Demikian pula karakter Jibril yang Allah amanahi menyampaikan wahyu kepada para rasul-Nya, karakter Jibril yang Allah puji dalam al-Quran: "Sesungguhnya Al Qur’aan itu benar-benar firman (Allah yang dibawa oleh) utusan yang mulia (Jibril), yang mempunyai kekuatan, yang mempunyai kedudukan tinggi di sisi Allah yang mempunyai ‘Arsy, yang ditaati di sana (di alam malaikat) lagi amanah" (QS. At-Takwir: 19 – 21).
Demikianlah kriteria pemimpin ideal yang Allah sebutkan dalam al-Quran. Kuat dalam arti mampu secara profesional dan amanah.
Kemudian, Syaikhul Islam menjelaskan batasan kuat (mampu) dan batasan amanah.
Sifat ‘kuat’ (profesional) untuk setiap pemimpin, tergantung dari medannya. Kuat dalam memimpin perang kembali kepada keberanian jiwa dan kelihaian dalam berperang dan mengatur strategi.
Karena inti perang adalah strategi. Demikian pula kembali kepada kemampuan dalam menggunakan senjata perang.
Sementara kuat dalam menetapkan hukum di tengah masyarakat kembali kepada tingkat keilmuannya memahami keadaan yang diajarkan al-Quran dan sunah, sekaligus kemampuan untuk menerapkan hukum itu.

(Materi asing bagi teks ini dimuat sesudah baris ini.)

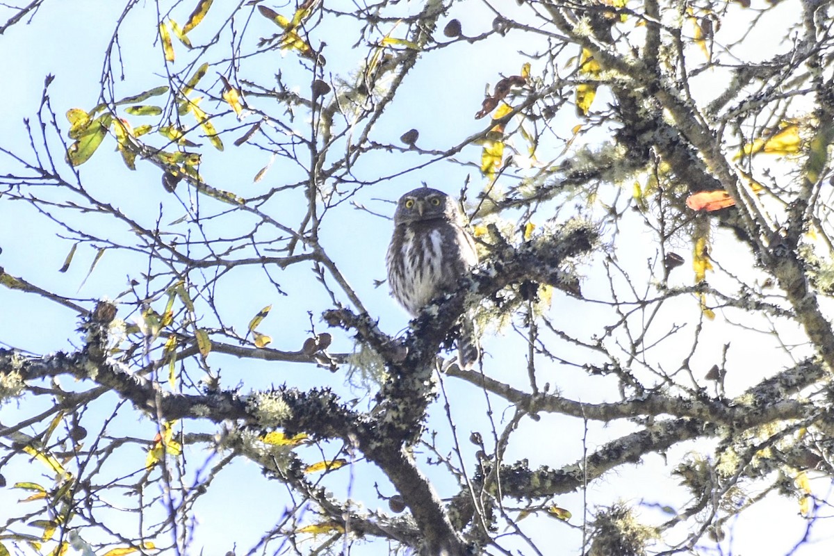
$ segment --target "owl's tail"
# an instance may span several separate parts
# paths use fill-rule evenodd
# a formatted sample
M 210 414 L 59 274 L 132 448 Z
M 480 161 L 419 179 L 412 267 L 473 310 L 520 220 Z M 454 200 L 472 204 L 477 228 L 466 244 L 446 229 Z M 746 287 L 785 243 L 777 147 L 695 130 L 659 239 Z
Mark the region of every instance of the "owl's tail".
M 458 338 L 458 366 L 470 371 L 480 362 L 480 342 L 475 323 L 465 314 L 460 319 L 460 338 Z

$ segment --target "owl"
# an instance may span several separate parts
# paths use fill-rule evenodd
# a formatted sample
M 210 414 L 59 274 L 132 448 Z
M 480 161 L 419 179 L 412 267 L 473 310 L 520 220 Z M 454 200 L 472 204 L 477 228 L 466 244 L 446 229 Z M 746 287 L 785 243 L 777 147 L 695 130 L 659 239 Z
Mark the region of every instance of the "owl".
M 394 213 L 385 263 L 391 293 L 416 317 L 429 302 L 455 287 L 478 263 L 472 234 L 457 202 L 442 191 L 420 188 L 403 195 Z M 471 368 L 480 348 L 470 318 L 463 318 L 458 361 Z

Sedangkan Sifat amanah, itu kembali kepada kesungguhan orang untuk takut kepada Allah, tidak memperjual belikan ayat Allah untuk kepentingan dunia, dan tidak takut dengan ancaman manusia. Kriteria inilah yang Allah jadikan standar bagi setiap orang yang menjadi penentu hukum bagi masyarakat.
"Karena itu janganlah kamu takut kepada manusia, (tetapi) takutlah kepada-Ku. dan janganlah kamu menukar ayat-ayat-Ku dengan harga yang sedikit. Barangsiapa yang tidak memutuskan menurut apa yang diturunkan Allah, Maka mereka itu adalah orang-orang yang kafir" (QS. Al-Maidah: 44).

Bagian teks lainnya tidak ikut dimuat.